高貴なる幻想
我々は、単に作りものの権威を盲目的に信じていることに気付いていないこともある。
例えば、プロボクシングの世界王者にはWBC王者とWBA王者があることをご存知かもしれないが(他にもIBF王者があるがここでは省く)、これは、「WBCという団体の認定する世界王者」、「WBAという団体の認定する世界王者」といった意味である。では、そのWBCとかWBAとは何かというと、実際のところは、単にお金持ちのプロモーターが設立した団体に過ぎない。
いや、オリンピックを管理するIOCだって、単に規模の大きな私的団体である。
ボクシングの世界王者にしろ、オリンピックのメダリストにしろ、それをどのように評価するかは全く個人の自由である。何の評価にも値しないと考えたって、その価値観に何の欠点もないのである。
あなたがボクシングの世界王者を認定する団体を作り、そこで世界王者を認定しても良いのである。自分を世界王者に認定すれば、あなたもボクシング世界王者である。
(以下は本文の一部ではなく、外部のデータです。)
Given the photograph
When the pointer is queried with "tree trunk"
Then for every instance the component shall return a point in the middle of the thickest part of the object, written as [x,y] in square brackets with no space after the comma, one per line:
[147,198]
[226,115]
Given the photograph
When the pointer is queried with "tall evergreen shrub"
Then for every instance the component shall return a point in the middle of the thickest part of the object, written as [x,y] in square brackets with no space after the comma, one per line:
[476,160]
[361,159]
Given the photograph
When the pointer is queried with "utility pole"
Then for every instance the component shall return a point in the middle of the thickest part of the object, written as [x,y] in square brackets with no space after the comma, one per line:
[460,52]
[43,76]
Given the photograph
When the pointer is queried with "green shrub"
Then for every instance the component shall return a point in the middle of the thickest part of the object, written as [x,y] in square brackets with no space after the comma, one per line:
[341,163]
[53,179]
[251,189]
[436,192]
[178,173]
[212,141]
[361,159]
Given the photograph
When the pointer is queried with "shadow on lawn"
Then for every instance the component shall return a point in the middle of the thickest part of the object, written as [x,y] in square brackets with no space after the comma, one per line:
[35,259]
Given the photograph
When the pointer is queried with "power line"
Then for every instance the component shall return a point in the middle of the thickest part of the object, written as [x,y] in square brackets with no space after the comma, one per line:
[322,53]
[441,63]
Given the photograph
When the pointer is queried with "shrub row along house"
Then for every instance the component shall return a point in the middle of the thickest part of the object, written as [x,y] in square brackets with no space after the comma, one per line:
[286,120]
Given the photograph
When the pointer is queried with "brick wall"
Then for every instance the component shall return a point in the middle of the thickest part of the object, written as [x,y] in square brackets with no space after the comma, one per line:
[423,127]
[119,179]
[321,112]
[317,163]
プロレスリングでは、そんな雰囲気のことがよく行われ、世界王者という者が非常に沢山いたりするのである。ただ、その団体の営業力が大きいほど権威があるように見せられるに過ぎない。
さらに言えば、国家なんてものも、富や軍事力の運営団体に過ぎないとも考えられる。
ただ、国家に精神的な何かが存在することで、次元の異なる権威を持つことになるのかもしれない。とはいえ、その場合も、その権威が単なる幻想であると言えるかもしれないのである。いや、幻想と言い切っても良いのであるが、幻想が必ずしも悪いわけではない。幻想とは美しいものでもある。
日本のように、皇室の起源が、ほとんど国家の成立と共に始まるというのは、海外に例がない。しかも、歴史の中で、皇室に大きな財力や軍事力がなかった時期も少なくなかったにも関わらず、全く途絶えることがなかった。
さらに、実権のある将軍も、天皇には必ず平伏した。権力よりも権威を重んじる美徳がいかなる時にもしっかりとあったのだ。これを見ても、日本が、非常に精神性を重んじた国であることは間違いないと思われる。
だが、近年では、精神性よりも物質性を明らかに重んじ、精神を非常に軽く見なすようになった。
物質次元を超える幻想こそ芸術であり、そこに高貴な秩序を備えたものが本来の宗教であった。
物質を過剰に追い求めることが、日本という国の滅びに結びつくのである。逆に、日本が、本来持っていた高い精神性を発揮するようになれば、世界の精神的な主になるのであるが、現在のところ、それは有り得ないことであると言うしかない。